As reações, neste ponto, são apenas duas: todos aos seu redor se entregam ao pranto desesperado, enquanto ele próprio decide estampar um sorriso inabalável no rosto. Sua justificativa? Fé. Acredita em Deus acima de qualquer coisa, e sabe que tudo é uma lição a ser aprendida, e que não há mal que não possa ser superado. Bom, como a vida insiste em reafirmar, não é bem assim. Exatamente como foi o caso dele. Antes de ser um spoiler – afinal, ele foi diagnosticado com uma doença incurável e, além disso tudo, se trata de uma história verídica, da qual qualquer um mais interessado pode ficar a par do seu desfecho em instantes – sabe-se de antemão que seu final não será feliz. Talvez para justamente driblar a ausência deste, força-se as mensagens que tal episódio pode ter gerado como consequência nas vidas dos demais envolvidos. Mas qual o significado dessas ações se tudo é retratado do modo mais simplista possível? O processo no protagonista, por exemplo, não vai além de uma cabeça raspada – segue se movendo e interagindo com os demais como se nada lhe acontecesse. Falta veracidade, profundidade e uma ligação maior entre o que é dito e as ações desenvolvidas.
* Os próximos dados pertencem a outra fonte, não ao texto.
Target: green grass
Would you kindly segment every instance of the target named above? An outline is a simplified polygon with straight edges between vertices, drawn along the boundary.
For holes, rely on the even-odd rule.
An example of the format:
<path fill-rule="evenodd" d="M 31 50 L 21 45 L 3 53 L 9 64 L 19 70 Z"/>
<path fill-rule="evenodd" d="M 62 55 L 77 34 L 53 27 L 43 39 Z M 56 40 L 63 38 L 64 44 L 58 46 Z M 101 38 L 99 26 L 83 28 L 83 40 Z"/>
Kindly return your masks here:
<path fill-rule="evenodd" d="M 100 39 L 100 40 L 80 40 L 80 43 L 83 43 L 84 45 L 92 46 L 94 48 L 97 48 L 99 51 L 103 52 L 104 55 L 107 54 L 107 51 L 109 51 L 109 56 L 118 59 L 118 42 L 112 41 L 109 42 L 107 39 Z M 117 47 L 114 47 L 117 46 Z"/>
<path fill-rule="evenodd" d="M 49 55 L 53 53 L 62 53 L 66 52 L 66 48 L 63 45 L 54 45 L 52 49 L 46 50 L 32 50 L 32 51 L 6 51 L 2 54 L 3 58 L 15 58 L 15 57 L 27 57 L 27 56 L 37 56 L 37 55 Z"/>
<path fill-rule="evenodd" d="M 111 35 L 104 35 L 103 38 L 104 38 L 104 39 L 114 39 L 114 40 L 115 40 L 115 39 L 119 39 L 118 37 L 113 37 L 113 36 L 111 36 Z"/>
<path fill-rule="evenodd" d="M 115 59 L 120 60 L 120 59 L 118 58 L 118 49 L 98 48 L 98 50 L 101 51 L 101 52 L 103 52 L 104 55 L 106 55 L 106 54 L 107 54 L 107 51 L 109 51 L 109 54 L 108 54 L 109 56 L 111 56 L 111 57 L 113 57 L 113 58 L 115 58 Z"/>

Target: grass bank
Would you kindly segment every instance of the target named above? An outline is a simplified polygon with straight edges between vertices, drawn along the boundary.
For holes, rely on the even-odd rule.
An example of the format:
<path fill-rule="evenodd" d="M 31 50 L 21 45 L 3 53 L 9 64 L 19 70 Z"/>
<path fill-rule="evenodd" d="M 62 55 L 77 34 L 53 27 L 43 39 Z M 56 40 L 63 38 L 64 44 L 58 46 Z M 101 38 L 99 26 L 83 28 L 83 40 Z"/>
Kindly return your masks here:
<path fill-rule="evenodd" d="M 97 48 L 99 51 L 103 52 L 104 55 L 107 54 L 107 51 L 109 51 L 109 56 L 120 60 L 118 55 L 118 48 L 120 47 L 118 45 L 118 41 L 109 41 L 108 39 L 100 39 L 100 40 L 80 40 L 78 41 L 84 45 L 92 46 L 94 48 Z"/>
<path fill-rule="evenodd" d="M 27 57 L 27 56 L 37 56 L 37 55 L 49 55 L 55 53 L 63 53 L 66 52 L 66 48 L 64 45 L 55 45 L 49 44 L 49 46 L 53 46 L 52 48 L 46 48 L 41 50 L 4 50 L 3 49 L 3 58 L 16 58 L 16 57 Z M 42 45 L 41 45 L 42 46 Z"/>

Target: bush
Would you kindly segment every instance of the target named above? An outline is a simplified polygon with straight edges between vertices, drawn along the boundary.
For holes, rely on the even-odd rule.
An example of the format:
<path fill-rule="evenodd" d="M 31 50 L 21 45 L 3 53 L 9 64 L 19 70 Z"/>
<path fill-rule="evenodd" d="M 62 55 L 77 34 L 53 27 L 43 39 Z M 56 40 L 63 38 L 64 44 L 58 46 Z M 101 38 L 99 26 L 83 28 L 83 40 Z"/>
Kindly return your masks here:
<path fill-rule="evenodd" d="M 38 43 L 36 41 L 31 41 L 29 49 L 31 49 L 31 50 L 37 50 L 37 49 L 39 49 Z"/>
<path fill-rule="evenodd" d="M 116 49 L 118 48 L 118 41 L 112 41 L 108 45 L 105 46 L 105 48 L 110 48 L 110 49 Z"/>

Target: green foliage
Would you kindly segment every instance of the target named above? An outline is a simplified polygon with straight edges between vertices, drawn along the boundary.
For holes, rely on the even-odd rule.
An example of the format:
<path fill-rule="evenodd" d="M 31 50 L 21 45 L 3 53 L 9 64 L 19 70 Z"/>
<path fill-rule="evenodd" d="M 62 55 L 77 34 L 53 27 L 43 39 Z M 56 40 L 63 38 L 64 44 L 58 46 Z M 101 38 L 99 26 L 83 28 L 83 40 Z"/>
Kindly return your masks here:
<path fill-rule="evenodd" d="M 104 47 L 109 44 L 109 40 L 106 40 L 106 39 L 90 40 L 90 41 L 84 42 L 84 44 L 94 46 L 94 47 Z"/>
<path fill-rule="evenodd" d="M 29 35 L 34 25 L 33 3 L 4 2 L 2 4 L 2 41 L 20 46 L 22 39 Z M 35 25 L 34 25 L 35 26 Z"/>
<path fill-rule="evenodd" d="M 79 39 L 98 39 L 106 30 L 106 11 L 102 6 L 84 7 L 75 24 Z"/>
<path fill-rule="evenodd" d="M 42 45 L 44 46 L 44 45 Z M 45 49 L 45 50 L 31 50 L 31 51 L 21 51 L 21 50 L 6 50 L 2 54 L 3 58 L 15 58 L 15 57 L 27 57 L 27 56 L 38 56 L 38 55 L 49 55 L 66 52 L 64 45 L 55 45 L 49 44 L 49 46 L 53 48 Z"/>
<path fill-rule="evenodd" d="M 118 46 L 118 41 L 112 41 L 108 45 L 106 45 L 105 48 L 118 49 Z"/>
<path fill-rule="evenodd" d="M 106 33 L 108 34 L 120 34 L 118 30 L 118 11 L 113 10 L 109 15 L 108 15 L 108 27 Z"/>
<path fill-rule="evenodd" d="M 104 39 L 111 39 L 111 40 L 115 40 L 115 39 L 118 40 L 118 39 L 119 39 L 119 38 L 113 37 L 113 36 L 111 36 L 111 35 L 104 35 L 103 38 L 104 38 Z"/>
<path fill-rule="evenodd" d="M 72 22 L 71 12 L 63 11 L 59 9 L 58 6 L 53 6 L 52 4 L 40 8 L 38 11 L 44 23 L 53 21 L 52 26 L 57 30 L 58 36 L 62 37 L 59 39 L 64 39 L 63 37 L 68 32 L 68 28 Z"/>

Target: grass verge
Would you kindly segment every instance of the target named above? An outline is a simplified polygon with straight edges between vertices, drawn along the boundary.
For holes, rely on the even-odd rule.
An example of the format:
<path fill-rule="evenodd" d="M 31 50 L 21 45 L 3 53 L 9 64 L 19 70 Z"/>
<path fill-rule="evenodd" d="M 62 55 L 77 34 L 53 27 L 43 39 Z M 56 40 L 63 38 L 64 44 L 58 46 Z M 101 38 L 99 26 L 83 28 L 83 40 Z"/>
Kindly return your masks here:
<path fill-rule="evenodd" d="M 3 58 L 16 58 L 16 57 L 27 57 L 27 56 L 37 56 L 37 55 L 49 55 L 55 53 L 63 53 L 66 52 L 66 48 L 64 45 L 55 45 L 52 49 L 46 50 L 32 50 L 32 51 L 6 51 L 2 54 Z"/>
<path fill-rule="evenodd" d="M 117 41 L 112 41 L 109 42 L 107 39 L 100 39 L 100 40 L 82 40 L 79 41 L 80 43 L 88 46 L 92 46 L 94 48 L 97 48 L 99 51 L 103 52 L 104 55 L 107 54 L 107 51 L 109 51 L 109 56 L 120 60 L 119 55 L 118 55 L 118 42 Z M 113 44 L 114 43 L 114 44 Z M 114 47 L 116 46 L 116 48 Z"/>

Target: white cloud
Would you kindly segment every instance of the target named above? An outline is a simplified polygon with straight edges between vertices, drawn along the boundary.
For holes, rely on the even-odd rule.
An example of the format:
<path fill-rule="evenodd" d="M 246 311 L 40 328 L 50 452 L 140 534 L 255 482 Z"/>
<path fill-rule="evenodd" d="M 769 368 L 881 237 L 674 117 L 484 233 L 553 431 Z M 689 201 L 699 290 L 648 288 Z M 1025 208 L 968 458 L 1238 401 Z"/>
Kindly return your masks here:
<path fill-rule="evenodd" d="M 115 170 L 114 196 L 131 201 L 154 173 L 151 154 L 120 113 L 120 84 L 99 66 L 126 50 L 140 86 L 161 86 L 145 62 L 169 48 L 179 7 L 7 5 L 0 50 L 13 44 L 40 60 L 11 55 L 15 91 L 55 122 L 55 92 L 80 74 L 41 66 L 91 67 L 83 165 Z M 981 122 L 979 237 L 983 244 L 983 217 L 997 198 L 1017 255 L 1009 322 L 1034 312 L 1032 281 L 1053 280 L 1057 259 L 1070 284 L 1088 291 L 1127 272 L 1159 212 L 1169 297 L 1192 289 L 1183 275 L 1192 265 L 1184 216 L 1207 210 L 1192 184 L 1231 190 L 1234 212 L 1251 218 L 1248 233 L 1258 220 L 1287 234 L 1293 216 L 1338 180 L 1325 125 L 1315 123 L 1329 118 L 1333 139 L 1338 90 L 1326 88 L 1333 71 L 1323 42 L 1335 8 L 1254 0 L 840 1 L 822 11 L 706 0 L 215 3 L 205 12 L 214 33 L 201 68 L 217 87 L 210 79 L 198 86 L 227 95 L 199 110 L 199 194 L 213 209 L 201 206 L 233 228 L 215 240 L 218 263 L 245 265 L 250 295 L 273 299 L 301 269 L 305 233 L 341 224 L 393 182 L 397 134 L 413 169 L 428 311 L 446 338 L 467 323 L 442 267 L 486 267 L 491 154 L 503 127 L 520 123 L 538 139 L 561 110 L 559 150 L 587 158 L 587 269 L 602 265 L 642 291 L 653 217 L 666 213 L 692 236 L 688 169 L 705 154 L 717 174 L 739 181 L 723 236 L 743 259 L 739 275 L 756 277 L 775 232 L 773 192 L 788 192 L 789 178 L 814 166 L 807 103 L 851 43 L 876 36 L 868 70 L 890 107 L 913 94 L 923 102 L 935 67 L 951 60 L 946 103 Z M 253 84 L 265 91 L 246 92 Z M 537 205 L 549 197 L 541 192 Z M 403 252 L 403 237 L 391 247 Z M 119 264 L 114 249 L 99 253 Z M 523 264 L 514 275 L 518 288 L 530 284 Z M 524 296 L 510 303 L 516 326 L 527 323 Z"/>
Os problemas de Para Sempre começam a partir do ponto de vista escolhido para sua narrativa: o da namorada, Michelle Larson (Madison Lawlor, tão inexpressiva quanto o resto do elenco). Ela decide relatar tudo em off, como se além do que é visto em cena, das luzes quase sempre celestiais e dos enquadramentos que tentam enaltecer cada personagem, ainda fosse necessário explicar de forma mais detalhada todo evento ocorrido, subestimando a perspicácia da audiência. Quanto ao enredo, há poucas surpresas: uma vez internado, Michael até terá algumas eventuais recuperações, que, no entanto, serão rapidamente seguidas por recaídas. Mesmo diante situações tão adversas, o casal decidirá por momentos de alegria – quando decidem se casar, por exemplo – enquanto outros, ao redor deles, revelam suas fraquezas – como o irmão mais velho dele, que começa a se sentir rejeitado pela família (“ninguém percebeu que saí do time de futebol”, reclama...), e por isso decide se matar. Como se desgraça pouca fosse bobagem.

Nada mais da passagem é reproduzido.